Liverpool steht vor dem zweiten Trainer-Rauswurf der Historie

London. „The writing’s on the wall“, sagt man in England immer dann, wenn große Ereignisse ihren Schatten vorauswerfen. Am Dienstag der vergangenen Woche passte das geflügelte Wort besonders gut zur schlechten Stimmung beim FC Liverpool: Unbekannte Fans hatten Anti-Gérard-Houllier-Sprüche auf die Mauer des Trainingszentrums gemalt. Am selben Tag veröffentlichte die Stadtzeitung Daily Post eine Umfrage, nach der 48 Prozent des Anhangs den französischen Trainer des großen Fußballklubs von der Merseyside am liebsten sofort zurück in seine Heimat schicken wollen. Der Frust über das Aus im englischen Pokal vor einer Woche gegen Portsmouth war so groß, dass selbst ehemalige Liverpooler Spieler wie Ian St. John offen Houlliers Entlassung forderten.

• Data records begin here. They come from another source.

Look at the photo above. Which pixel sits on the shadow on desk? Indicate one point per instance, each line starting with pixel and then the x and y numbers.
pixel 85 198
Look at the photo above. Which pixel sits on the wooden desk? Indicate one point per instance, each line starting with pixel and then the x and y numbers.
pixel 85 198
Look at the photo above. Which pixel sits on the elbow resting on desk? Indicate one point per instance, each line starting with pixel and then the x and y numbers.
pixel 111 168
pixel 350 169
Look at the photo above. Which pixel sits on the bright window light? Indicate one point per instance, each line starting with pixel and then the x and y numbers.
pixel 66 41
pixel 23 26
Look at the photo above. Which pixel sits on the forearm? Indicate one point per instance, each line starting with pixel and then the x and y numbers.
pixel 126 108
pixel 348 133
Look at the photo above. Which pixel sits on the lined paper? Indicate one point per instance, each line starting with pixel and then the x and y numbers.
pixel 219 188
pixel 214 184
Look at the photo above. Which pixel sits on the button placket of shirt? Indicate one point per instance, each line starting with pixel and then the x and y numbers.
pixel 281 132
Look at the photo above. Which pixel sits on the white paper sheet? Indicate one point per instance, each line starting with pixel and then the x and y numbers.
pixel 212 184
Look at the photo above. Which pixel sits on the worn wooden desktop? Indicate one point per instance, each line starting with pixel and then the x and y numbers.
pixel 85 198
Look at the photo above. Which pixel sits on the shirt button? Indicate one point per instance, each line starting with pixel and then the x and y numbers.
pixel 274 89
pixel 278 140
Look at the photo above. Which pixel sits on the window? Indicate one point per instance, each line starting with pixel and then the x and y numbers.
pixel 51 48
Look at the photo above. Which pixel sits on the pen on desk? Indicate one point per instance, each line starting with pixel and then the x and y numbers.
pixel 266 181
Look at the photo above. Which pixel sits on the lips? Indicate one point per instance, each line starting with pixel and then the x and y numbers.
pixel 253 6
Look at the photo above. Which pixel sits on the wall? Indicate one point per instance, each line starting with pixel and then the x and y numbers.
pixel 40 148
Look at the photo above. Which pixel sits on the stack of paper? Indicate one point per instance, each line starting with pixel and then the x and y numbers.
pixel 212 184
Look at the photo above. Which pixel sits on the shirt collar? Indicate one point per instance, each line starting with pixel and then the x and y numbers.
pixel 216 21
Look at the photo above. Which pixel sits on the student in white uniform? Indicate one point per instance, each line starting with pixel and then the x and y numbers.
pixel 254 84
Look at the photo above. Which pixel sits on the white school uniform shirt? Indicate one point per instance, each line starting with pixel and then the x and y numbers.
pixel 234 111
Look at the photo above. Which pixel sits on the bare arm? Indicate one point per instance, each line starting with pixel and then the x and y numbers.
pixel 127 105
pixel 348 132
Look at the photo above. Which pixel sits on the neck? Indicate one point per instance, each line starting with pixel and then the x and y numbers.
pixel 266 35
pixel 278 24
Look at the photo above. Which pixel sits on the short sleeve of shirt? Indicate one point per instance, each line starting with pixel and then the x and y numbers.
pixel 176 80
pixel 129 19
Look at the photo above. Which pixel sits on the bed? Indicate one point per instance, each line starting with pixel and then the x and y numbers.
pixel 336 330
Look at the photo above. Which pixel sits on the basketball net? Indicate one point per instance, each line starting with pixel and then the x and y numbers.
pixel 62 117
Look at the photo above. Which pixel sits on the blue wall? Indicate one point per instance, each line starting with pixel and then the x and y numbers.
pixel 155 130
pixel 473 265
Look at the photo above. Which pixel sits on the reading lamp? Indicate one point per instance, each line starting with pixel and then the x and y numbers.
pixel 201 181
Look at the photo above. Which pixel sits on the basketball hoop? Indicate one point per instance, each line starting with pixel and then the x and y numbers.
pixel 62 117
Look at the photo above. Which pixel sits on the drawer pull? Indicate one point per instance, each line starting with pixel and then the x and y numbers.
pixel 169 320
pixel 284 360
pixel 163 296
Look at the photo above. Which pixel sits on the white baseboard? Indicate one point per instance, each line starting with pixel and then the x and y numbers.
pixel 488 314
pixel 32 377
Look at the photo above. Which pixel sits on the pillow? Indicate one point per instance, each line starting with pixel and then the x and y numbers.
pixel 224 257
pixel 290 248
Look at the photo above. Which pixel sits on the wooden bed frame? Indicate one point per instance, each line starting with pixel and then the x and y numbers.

Dazu muss man wissen, dass der FC Liverpool ein ganz besonderer Verein ist, was die Loyalität zu seinen Trainern betrifft. Die Klubchronik weist nur einen Trainer auf, der vorzeitig gehen musste. Das war Don Welsh – vor 50 Jahren. Auch an Houllier hielt der Vorstand lange fest, als er wegen eines Herzleidens krankgeschrieben war und eine Fortsetzung seiner Trainerkarriere mehr als fraglich erschien. Jetzt aber könnte es eng werden. Heute muss Liverpool bei Leeds United antreten, ein Sieg ist Pflicht. Denn nachdem aus den vergangenen fünf Partien nur sechs von 15 möglichen Punkten geholt wurden und der Verein in der Liga auf Platz sechs abgerutscht ist, ist das vom Vorsitzenden David Moores geforderte „Minimalziel“ Champions-League-Qualifikation stark gefährdet.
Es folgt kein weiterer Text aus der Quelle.